I'm lost at this problem so any help will be much appreciated(Happy)
• May 3rd 2009, 11:37 AM
TheEmptySet
Quote:

Originally Posted by gtgamer140@yahoo.com
Two boats are racing with constant speed toward a finish marker, boat A sailing from the south at 13mph and boat B approaching from the east. When equidistant from the marker the boats are 16 miles apart and the distance between them is decreasing at the rate mph. which boat will win the race.

I'm lost at this problem so any help will be much appreciated(Happy)

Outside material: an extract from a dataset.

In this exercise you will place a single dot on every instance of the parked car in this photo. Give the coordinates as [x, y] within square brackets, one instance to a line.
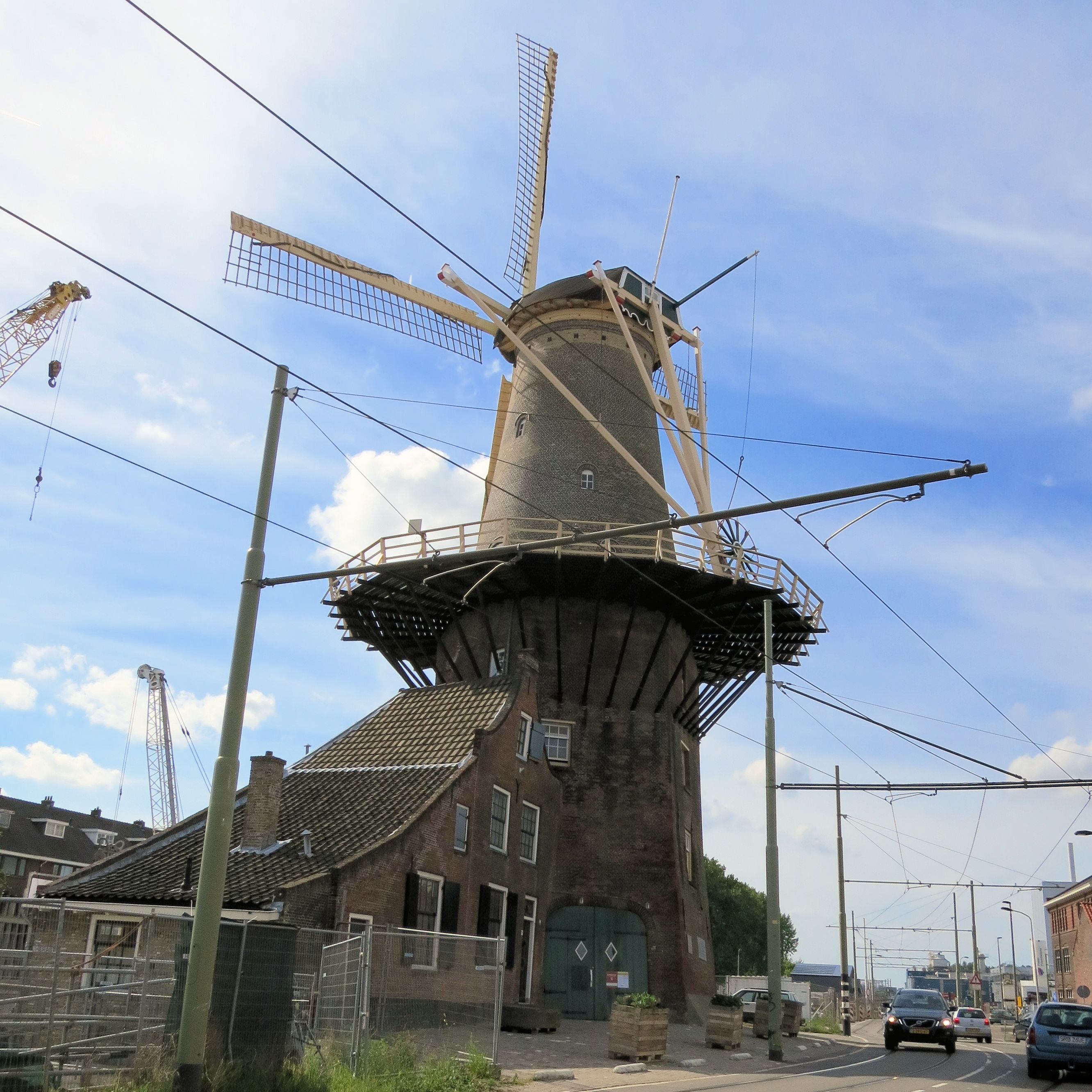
[1060, 1037]
[919, 1016]
[972, 1024]
[748, 997]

P.S you are missing one piece of information... the rate that the distance between them is decreasing. Here is the setup.

First Always draw a diagram.

Attachment 11242

Then from the pythagorean theorem we know that

$x^2+y^2=z^2$ taking the derivative with respect to time we get

$2x\frac{dx}{dt} +2y\frac{dy}{dt}=2z\frac{dz}{dt}$

So the speed of the 2nd boat is

$\frac{dy}{dt}=\frac{z\frac{dz}{dt}-x\frac{dx}{dt}}{y}$

From here you just need to plug in the rates and the points.

Note be careful with the signs
• May 3rd 2009, 12:00 PM
gtgamer140@yahoo.com
wow you made the problem seem easy...thanks a bunch!(Talking)
• May 3rd 2009, 12:53 PM
gtgamer140@yahoo.com
(the rate left out was 17mph) It makes sense how you got the final equation but what are the x and y values I plug in? It doesn't seem to be represented in the word problem.
• May 3rd 2009, 04:25 PM
TheEmptySet
Quote:

Originally Posted by gtgamer140@yahoo.com
When equidistant from the marker the boats are 16 miles apart

This tells us we have an isosceles triangle(two sides have the same length) then by the pythagorean theorem we get

$x^2+x^2=16^2 \iff 2x^2=256 \iff x^2=128 \iff x=8\sqrt{2}$

So the distance is $8\sqrt{2}$